Ideally, we want a classifier that can recognize cat versus dog regardless of where the cat is in the picture or how the cat is rotated or scaled. It'd be less useful to have a classifier that only works well when the cat is centered and in perfect focus. (Will a cat stand still for that long?)

So what if we take our original photos and rotate, translate, flip, zoom, and blur them at random? Keras has a tool called ImageDataGenerator which does just that. It uses openCV to rotate, shift, shear, and zoom photos randomly as they are fed into the model for training. So every time the model sees the picture it looks slightly different. Hence one photo can become 100.


In [4]:
from keras.preprocessing.image import ImageDataGenerator

datagen = ImageDataGenerator(
        rotation_range=40,
        width_shift_range=0.2,
        height_shift_range=0.2,
        rescale=1./255,
        shear_range=0.2,
        zoom_range=0.2,
        horizontal_flip=True,
        fill_mode='nearest')


# Image Data Generator

Here's so code that just shows the image generator in action.  We'll take a cat image (cat.0.jpg), run it through our data generator, and save 20 "versions" of the image-- each one is slightly different. In practice, we don't actually save these pictures, but this is just a way for us to view what is happening under the hood.

In [5]:
from keras.preprocessing.image import ImageDataGenerator, array_to_img, img_to_array, load_img

datagen = ImageDataGenerator(
        rotation_range=40,
        width_shift_range=0.2,
        height_shift_range=0.2,
        shear_range=0.2,
        zoom_range=0.2,
        horizontal_flip=True,
        fill_mode='nearest')

img = load_img('data/train/cats/cat.0.jpg')  # this is a PIL image
x = img_to_array(img)  # this is a Numpy array with shape (3, 150, 150)
x = x.reshape((1,) + x.shape)  # this is a Numpy array with shape (1, 3, 150, 150)

# the .flow() command below generates batches of randomly transformed images
# and saves the results to the `preview/` directory
i = 0
for batch in datagen.flow(x, batch_size=1,
                          save_to_dir='preview', save_prefix='cat', save_format='jpeg'):
    i += 1
    if i > 20:
        break  # otherwise the generator would loop indefinitely



# Simple Convolutional Neural Network (CNN)
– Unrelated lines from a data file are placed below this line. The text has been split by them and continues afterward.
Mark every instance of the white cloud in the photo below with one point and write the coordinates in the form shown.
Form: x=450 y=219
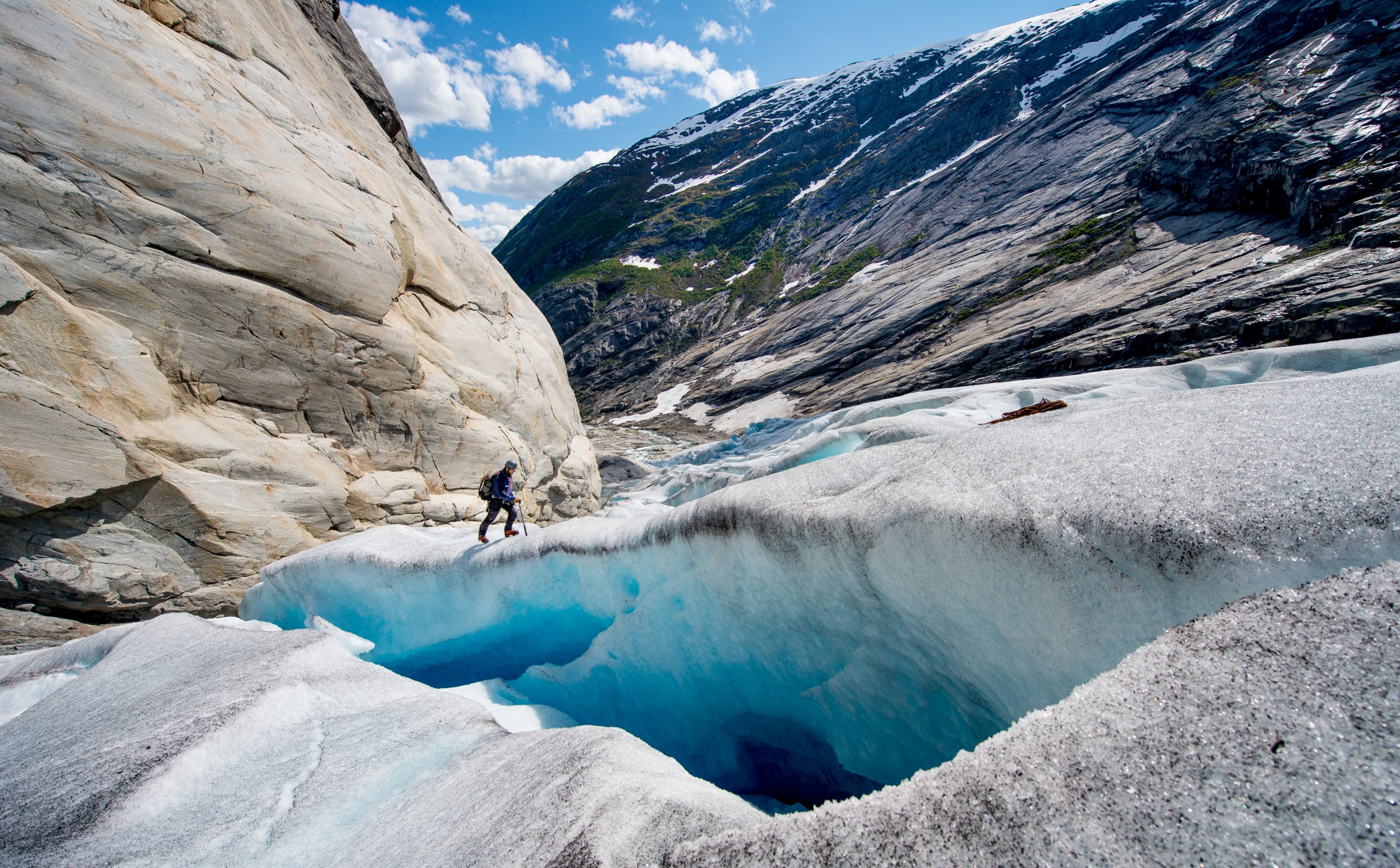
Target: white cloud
x=599 y=111
x=524 y=68
x=664 y=56
x=721 y=84
x=751 y=6
x=443 y=87
x=488 y=223
x=713 y=31
x=527 y=178
x=429 y=89
x=384 y=26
Here's a very simple CNN with 3 convolutional layers and 3 max pooling layers. Very, very simple. And, yet we are already scoring better accuracy than the experts from 2014.

In [6]:
from keras.models import Sequential
from keras.layers import Conv2D, MaxPooling2D
from keras.layers import Activation, Dropout, Flatten, Dense

model = Sequential()
model.add(Conv2D(32, (3, 3), input_shape=(150, 150, 3)))
model.add(Activation('relu'))
model.add(MaxPooling2D(pool_size=(2, 2)))

model.add(Conv2D(32, (3, 3)))
model.add(Activation('relu'))
model.add(MaxPooling2D(pool_size=(2, 2)))

model.add(Conv2D(64, (3, 3)))
model.add(Activation('relu'))
model.add(MaxPooling2D(pool_size=(2, 2)))

# the model so far outputs 3D feature maps (height, width, features)

#  Now we flatten out the model and run it through one dense layer and one sigmoid function layer.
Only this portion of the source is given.